Supporters of ousted President Morsi are marching again today as part of renewed mass protests in Cairo against the removal of Egypt's first democratically elected leader.
The Anti-Coup Alliance and Freedom and Justice Party were among Muslim Brotherhood supporters who dubbed the demonstrations “Egypt against the coup”.
Morsi supporters gathered in their thousands in two Cairo based Muslim Brotherhood camps, defying military warnings to abandon their protests or face action from security forces.
Young men wearing crash helmets formed a first line of defence behind barricades erected from sands and brick. Diplomats, rights groups and Egyptian religious leaders called for authorities to help avoid more bloodshed, following the deaths of over 300 since Mr Morsi was ousted.
European Union envoy Bernardino Leon warned on Thursday that the EU would not easily accept the use of violence to break up the protest camp. Efforts should be made to reach a political solution by involving moderates on both sides, he said.
Human Rights Watch agreed the army-led government should halt any plans to disperse the Muslim Brotherhood camp by force.
“To avoid another bloodbath, Egypt's civilian rulers need to ensure the ongoing right of protesters to assemble peacefully, and seek alternatives to a forcible dispersal of the crowds,” said Nadim Houry, HRW's deputy Middle East director.
Army spokesman Colonel Ahmed Ali reiterated the military did not desire a political role but were acting “to support the Egyptian people in their revolution”.
In an interview with Al-Sharq Al-Awsat Pan-Arab newspaper, he said people had the right to demonstrate peacefully.

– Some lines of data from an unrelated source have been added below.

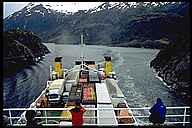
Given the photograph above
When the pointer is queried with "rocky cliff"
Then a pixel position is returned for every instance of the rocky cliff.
(21, 48)
(173, 62)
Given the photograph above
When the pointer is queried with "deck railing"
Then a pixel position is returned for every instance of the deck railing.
(183, 118)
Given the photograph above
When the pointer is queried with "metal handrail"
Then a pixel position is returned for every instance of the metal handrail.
(94, 109)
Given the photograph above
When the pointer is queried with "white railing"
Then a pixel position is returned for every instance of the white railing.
(185, 115)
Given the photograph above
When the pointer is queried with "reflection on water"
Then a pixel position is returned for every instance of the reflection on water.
(136, 79)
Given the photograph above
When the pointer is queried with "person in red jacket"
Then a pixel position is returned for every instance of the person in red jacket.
(77, 114)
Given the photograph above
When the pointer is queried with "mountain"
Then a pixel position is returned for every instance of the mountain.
(20, 49)
(137, 24)
(173, 63)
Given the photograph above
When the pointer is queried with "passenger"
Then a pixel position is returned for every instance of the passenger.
(158, 112)
(77, 114)
(5, 121)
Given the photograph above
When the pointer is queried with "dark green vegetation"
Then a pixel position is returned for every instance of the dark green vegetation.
(21, 48)
(173, 62)
(142, 25)
(164, 26)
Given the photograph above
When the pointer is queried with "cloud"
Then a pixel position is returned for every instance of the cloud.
(11, 7)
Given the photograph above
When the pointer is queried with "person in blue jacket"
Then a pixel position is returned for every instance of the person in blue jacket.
(158, 112)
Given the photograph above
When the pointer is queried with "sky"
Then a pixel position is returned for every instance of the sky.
(11, 7)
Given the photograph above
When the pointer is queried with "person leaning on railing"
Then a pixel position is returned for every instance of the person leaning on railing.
(158, 112)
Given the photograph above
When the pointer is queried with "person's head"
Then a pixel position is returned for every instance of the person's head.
(77, 103)
(159, 100)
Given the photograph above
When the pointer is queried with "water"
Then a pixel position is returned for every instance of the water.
(136, 79)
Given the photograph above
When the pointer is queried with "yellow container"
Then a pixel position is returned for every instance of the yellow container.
(108, 68)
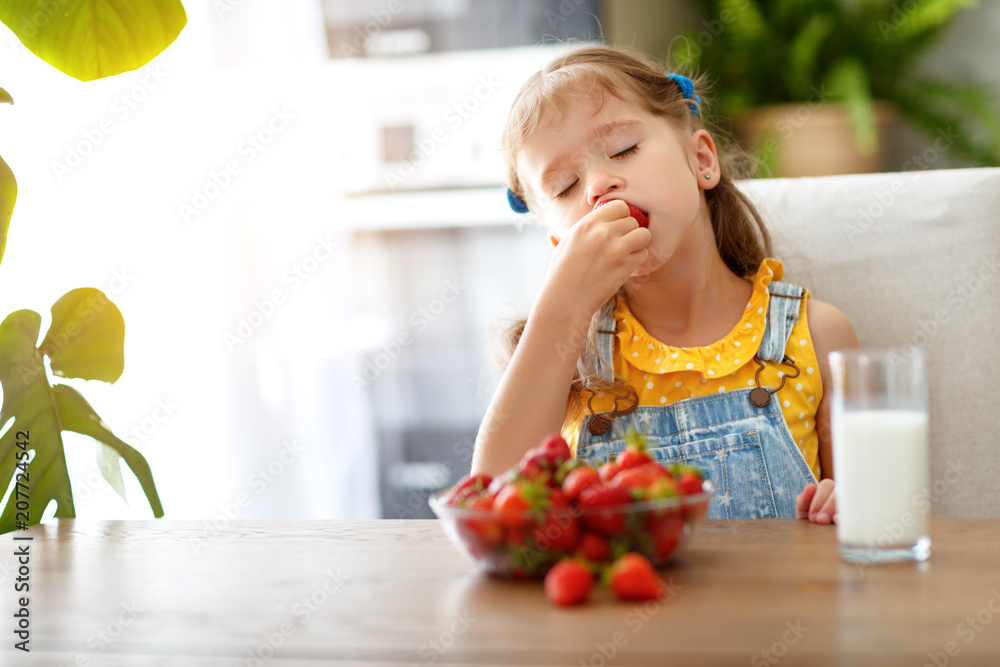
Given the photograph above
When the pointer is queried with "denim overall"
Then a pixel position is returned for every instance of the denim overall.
(747, 451)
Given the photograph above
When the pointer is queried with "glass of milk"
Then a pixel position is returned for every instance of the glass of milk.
(880, 454)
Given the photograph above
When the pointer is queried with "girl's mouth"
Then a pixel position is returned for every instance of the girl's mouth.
(633, 210)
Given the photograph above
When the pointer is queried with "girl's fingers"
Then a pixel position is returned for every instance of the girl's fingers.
(823, 505)
(803, 500)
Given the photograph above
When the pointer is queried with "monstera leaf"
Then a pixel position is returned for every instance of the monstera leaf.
(86, 341)
(8, 189)
(92, 39)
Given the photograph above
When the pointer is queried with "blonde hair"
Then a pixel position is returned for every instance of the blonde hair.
(598, 71)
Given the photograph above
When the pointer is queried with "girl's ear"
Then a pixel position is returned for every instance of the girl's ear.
(705, 159)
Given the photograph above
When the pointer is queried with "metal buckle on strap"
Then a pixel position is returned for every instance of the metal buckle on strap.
(761, 397)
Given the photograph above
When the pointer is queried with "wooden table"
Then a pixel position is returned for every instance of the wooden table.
(397, 593)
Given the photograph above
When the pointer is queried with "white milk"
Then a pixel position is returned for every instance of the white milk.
(880, 463)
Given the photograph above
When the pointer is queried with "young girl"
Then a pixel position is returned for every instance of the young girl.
(661, 310)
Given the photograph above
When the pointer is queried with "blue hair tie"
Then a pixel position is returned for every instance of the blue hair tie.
(687, 91)
(516, 203)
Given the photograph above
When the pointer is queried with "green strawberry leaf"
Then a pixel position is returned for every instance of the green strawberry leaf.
(93, 39)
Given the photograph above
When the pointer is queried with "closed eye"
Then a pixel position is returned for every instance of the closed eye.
(625, 153)
(565, 193)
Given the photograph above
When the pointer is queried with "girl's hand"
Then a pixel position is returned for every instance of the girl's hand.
(817, 503)
(592, 261)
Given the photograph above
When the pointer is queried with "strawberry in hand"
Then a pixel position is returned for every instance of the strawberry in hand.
(633, 211)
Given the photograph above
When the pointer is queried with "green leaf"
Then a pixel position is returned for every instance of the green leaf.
(93, 39)
(924, 17)
(848, 81)
(8, 194)
(748, 27)
(77, 415)
(40, 413)
(87, 337)
(28, 400)
(803, 52)
(109, 463)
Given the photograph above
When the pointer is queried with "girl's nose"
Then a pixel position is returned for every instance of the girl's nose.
(600, 185)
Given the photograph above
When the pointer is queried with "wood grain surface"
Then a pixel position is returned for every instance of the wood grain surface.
(260, 593)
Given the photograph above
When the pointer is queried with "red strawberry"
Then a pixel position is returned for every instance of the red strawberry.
(520, 505)
(560, 530)
(632, 577)
(594, 548)
(608, 470)
(634, 211)
(636, 453)
(601, 512)
(579, 479)
(568, 583)
(542, 461)
(467, 489)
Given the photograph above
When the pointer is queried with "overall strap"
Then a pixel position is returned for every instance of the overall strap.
(782, 314)
(601, 358)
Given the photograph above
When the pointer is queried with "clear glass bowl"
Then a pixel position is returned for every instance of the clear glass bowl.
(526, 546)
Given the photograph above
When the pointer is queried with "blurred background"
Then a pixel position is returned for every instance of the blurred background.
(299, 209)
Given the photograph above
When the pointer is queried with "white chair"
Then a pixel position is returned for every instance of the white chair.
(912, 258)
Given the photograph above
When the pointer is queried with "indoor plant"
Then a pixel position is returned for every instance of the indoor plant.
(86, 39)
(824, 58)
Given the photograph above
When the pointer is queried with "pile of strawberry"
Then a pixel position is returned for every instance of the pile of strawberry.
(557, 516)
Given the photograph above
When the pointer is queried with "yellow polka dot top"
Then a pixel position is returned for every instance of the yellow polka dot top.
(662, 374)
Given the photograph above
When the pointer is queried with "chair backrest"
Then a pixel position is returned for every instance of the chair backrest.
(912, 258)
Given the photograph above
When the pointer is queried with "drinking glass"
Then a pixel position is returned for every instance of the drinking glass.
(880, 454)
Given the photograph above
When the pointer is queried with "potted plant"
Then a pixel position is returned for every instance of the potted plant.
(86, 39)
(811, 86)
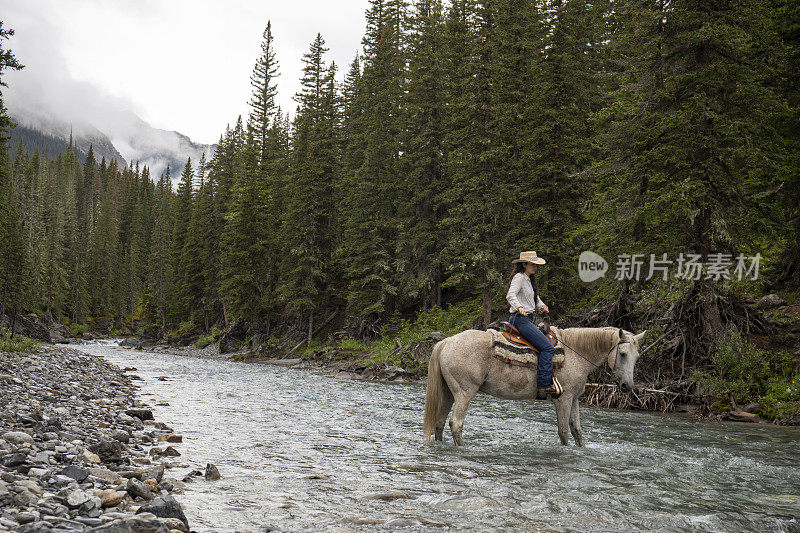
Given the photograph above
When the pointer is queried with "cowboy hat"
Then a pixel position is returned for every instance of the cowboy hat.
(529, 257)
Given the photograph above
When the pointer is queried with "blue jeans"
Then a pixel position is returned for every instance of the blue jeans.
(544, 375)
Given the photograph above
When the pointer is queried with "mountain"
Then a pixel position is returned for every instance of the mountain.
(119, 135)
(51, 137)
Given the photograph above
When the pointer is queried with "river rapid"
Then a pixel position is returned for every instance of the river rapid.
(299, 451)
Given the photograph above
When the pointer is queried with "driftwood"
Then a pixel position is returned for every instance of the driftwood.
(644, 398)
(320, 328)
(738, 415)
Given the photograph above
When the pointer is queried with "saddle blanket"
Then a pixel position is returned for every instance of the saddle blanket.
(515, 354)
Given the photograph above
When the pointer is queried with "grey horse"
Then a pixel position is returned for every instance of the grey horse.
(463, 364)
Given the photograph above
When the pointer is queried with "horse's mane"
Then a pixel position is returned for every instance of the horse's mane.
(589, 341)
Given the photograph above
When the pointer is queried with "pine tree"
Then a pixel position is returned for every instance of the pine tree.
(13, 265)
(311, 212)
(184, 200)
(262, 102)
(422, 240)
(370, 223)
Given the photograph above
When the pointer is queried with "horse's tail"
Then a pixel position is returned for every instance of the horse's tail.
(434, 394)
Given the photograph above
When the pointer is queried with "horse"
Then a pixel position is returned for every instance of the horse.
(463, 364)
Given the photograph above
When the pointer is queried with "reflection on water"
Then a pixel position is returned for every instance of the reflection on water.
(300, 451)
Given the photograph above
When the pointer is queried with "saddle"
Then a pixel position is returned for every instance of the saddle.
(515, 337)
(511, 347)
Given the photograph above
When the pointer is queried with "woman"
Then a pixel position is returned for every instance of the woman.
(524, 301)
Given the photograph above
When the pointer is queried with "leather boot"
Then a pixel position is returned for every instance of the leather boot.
(554, 390)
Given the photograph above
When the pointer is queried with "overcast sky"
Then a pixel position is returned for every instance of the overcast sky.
(181, 65)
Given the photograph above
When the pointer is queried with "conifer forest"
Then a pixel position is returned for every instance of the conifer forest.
(462, 134)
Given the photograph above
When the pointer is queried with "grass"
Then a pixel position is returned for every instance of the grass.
(406, 331)
(212, 337)
(18, 344)
(753, 375)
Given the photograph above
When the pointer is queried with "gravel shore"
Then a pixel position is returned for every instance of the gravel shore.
(78, 451)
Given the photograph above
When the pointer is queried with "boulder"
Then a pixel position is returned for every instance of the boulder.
(164, 507)
(13, 459)
(138, 489)
(17, 437)
(109, 451)
(141, 523)
(212, 473)
(76, 498)
(141, 414)
(75, 472)
(110, 498)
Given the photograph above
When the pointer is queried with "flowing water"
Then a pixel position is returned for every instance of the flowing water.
(299, 451)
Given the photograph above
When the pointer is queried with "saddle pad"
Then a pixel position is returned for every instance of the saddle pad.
(514, 354)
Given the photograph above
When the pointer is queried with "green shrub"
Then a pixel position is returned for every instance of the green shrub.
(753, 375)
(18, 344)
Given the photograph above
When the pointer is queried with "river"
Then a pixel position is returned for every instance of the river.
(300, 451)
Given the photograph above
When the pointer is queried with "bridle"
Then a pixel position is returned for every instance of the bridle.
(604, 359)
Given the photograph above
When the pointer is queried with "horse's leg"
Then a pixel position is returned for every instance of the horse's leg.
(462, 399)
(563, 408)
(575, 422)
(447, 404)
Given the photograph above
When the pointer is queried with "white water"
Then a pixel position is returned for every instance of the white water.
(299, 451)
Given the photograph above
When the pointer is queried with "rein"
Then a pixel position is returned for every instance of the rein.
(587, 360)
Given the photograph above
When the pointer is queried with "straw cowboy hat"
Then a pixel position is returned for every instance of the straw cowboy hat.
(529, 257)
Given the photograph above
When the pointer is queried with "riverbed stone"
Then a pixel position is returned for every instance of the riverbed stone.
(212, 472)
(165, 507)
(137, 489)
(77, 498)
(109, 451)
(17, 437)
(141, 414)
(75, 472)
(142, 523)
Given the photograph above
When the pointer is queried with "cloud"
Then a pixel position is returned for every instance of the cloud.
(181, 65)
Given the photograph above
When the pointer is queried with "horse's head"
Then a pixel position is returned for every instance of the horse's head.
(622, 358)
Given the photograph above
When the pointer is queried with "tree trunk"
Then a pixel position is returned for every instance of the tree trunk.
(310, 326)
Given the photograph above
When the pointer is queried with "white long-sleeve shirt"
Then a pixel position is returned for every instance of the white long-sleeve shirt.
(520, 294)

“But these demonstrations have departed from a peaceful context and tend toward violent acts in many cases,” he said.
Egypt's Muslim Brotherhood also threw fresh criticism at US Secretary of State John Kerry on Friday, for saying the Egyptian military had been “restoring democracy” when it toppled Mr Morsi.
“We totally reject these statements and we are very disappointed in them,” said Mohamed Ali Bishr, a senior brotherhood leader and a minister in Mr Morsi's former government.
“The United States is a country that speaks of democracy and human rights and they say something like that. I hope that they rethink their position and correct it,” he told Reuters.
The US has so far avoided referring to it as a coup.
Mr Morsi was deposed on 3 July following the demands made by millions that he be removed from power, with many arguing that his year-long rule was marred by political failings and the concentration of power into his Islamist group.